A retired GP has told how he was moved to break Covid rules when faced with a patient’s tragic story of loss under isolation.
Dr Prit Buttar volunteered to administer coronavirus vaccines near his home in Dumfries and Galloway.
When he saw the latest party-gate allegations detailing a “bring your own booze” gathering in the garden of Downing Street on May 20, 2020, it prompted him to share a time when he decided to break the rules.
It was a “typical” busy day in the sports hall in Annan that had been turned into a vaccine centre when a woman came in apologising for missing her appointment.
She was assured it was not a problem and that she could receive the jab there and then.
When she sat down opposite Dr Buttar continuing to apologise he said he could tell she needed to talk.
“She and her husband had moved to Scotland shortly before Covid started, and almost as soon as they arrived, he was diagnosed with cancer,” he told STV News.
The woman had cared for her husband through the first lockdown, including driving him to Dumfries and up to Glasgow for treatment, until he had eventually died shortly before she came to the vaccine clinic.
Her son lived in England and his wife had contracted the virus, so she had been left to the deal with the consequences of the death alone.

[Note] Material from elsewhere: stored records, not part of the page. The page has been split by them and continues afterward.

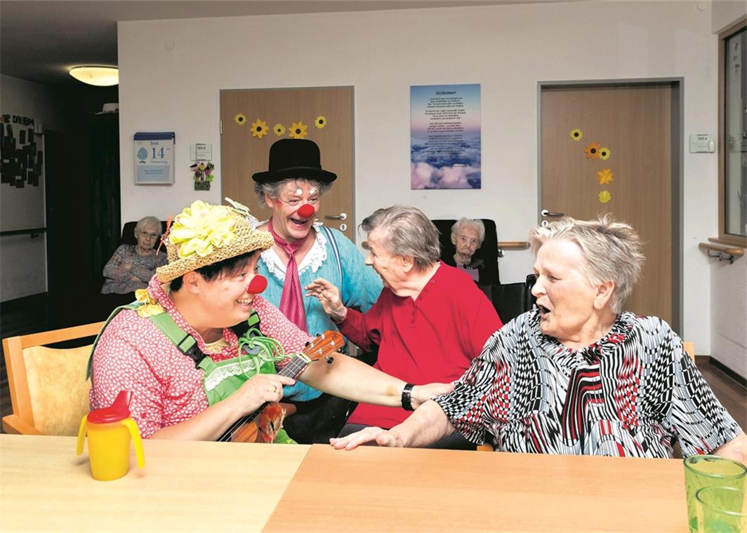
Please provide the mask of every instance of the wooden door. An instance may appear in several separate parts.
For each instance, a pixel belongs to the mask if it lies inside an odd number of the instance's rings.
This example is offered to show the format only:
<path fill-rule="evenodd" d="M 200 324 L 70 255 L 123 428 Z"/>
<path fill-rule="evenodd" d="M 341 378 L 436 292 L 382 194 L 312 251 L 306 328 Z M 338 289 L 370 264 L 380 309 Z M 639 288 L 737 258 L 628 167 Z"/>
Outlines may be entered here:
<path fill-rule="evenodd" d="M 237 116 L 246 121 L 240 124 Z M 323 117 L 323 128 L 315 125 Z M 252 125 L 264 121 L 269 132 L 252 137 Z M 270 146 L 289 137 L 294 123 L 306 126 L 307 136 L 319 146 L 322 168 L 337 174 L 332 187 L 322 199 L 318 217 L 354 240 L 353 169 L 353 87 L 247 89 L 220 91 L 221 190 L 246 205 L 260 220 L 270 210 L 260 205 L 254 192 L 254 172 L 267 169 Z M 239 121 L 241 122 L 241 121 Z M 276 134 L 275 125 L 285 131 Z M 341 219 L 338 217 L 344 216 Z"/>
<path fill-rule="evenodd" d="M 672 139 L 678 117 L 672 116 L 673 95 L 669 82 L 543 87 L 540 208 L 577 219 L 609 212 L 633 225 L 646 262 L 624 308 L 660 317 L 676 330 L 679 237 L 672 190 L 678 167 Z M 577 141 L 571 135 L 575 128 L 583 134 Z M 608 149 L 608 158 L 586 157 L 593 143 Z M 607 169 L 612 181 L 604 183 L 609 175 L 598 172 Z"/>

Having only moved to the area shortly before lockdown and preoccupied with her husband’s care she had not had the opportunity to make friends.
“She was just on the verge of tears,” Dr Buttar said, “So, I just leaned forward and put my arms around her and gave her a hug.
“She then burst into tears and told me that I was the first person to have hugged her since her husband died.”
With an investigation being carried out by a top civil servant into several parties organised in government departments throughout the pandemic, the retired GP said he was struck by how differently he had approached coronavirus restrictions.
“The contrast couldn’t be greater, really, the gulf between the sacrifices that ordinary people made and those at the very top,” he told STV News.
“It’s not the sort of gulf that can be bridged by a half baked apology.
“I’m now far beyond anger. It’s just this sense of almost exhausted resignation.
“To pretend that this can somehow be defended and we can somehow move on from this just shows a complete disregard for reality and, to be honest, utter disrespect to people like this poor woman and their suffering.”
As the No 10 press office is forced to deny the Prime Minister refers to himself as “big dog” – in response to claims a concerted effort dubbed “Operation: Save Big Dog” had been launched – Dr Buttar said he had been inundated with stories of people who wish they had broken the rules to comfort someone but felt like they could not.
“Some of them are actually heartbreaking,” he said, “Other people who had done similar things, and also many people who hadn’t and now bitterly regretted not doing so, especially in the light of the revelations of the last week or two.
“Every person’s suffering is unique. But this just seemed to be so tragic.
“This woman who had moved to Scotland to spend twilight years with her husband in retirement and everything had gone so tragically wrong.
“It seemed the least I could do.”
No 10 said it was “not accurate” to suggest Boris Johnson knew about a party held in the Downing Street garden on May 20, 2020.
It follows allegations that the Prime Minister was warned about the “bring your own booze” gathering beforehand.
But the Prime Minister’s official spokesman said: “We made clear over the weekend that it’s untrue to say that the Prime Minister was told or warned ahead of that.”
The spokesman also denied Mr Johnson had said people were “over-reacting” about the gathering.